By RUSSELL BAILLIE
Herald rating: * * *
They might have remastered the tracks to this 18-song career-summary compilation from the former Nun dark lords of noise-rock ... hey, but you still can't hear the words. Oh well, it's still a worthwhile document of the band's six albums and multiple EPs, though it appears that the early New Zealand-recorded albums - 1988's Tanker and 1989's Thermos (still the best of the bunch) - are under-represented in favour of their mid-90s efforts recorded after the trio decamped to New York with occasional tours home.
Points off, too, for the frustratingly minimalist liner-notes containing nothing to mark the occasion. Still, it throbs along reminding of those years of Bailterspace shows where they sounded quite like nothing else, only louder and more lumbering.
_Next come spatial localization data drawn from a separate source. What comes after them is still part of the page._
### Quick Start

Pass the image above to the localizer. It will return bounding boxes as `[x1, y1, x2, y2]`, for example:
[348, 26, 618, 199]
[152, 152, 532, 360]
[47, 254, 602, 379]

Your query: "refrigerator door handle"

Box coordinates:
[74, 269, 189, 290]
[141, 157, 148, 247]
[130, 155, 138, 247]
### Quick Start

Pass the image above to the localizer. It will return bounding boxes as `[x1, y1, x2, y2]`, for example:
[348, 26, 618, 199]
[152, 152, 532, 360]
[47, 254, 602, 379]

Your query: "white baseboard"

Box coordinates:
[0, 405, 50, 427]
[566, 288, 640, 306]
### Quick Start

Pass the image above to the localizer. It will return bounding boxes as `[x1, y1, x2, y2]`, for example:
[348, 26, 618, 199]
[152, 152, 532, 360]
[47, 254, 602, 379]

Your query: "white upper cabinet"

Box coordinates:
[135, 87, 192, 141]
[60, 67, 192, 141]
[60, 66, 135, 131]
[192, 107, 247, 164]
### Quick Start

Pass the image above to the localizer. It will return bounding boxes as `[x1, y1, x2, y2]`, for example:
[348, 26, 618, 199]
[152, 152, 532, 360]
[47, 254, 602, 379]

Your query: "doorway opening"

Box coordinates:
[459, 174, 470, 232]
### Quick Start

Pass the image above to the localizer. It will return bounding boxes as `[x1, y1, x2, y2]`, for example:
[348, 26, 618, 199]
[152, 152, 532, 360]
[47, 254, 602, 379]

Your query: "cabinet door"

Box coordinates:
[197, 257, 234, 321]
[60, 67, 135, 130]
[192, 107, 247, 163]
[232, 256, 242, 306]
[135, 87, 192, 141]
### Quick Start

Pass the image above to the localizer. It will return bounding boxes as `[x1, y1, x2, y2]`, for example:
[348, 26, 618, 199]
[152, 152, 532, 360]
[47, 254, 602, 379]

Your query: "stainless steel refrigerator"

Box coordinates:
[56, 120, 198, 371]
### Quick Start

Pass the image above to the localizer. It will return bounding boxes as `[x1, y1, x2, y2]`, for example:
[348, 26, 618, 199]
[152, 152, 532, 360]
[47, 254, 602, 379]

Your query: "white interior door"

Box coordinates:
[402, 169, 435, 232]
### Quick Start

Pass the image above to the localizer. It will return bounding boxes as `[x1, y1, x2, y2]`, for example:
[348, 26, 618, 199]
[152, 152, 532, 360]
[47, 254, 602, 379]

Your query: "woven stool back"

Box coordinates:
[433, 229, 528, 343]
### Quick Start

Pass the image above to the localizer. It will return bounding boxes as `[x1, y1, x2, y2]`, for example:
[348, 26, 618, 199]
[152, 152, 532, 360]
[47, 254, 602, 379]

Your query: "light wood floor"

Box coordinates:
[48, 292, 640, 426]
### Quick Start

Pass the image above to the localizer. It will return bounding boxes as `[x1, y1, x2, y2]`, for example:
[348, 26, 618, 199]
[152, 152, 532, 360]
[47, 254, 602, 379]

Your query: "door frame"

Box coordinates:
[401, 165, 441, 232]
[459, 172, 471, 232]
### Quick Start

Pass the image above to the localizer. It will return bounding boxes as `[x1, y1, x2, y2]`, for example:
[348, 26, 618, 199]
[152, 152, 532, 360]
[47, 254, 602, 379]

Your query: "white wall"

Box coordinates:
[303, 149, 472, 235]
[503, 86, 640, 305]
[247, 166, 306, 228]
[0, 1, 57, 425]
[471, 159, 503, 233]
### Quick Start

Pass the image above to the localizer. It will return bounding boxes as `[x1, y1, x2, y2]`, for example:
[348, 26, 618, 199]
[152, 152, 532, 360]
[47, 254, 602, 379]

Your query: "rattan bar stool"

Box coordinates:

And the songs early in the running, such as Splat, Colours (off 1995's Wammo), showed they weren't afraid of fitting a dreamy pop tune into all that metallic texture when the mood took them.
But the vocals rarely came up for air in the tidal wave created by the seismic shifts of Alister Parker's molten-ore guitar, John Halvorsen's bass and Brent McLachlan's hydraulic drums.
And after all these years, Bailterspace are a local pinnacle of rock austerity: the band who never came in from the cold.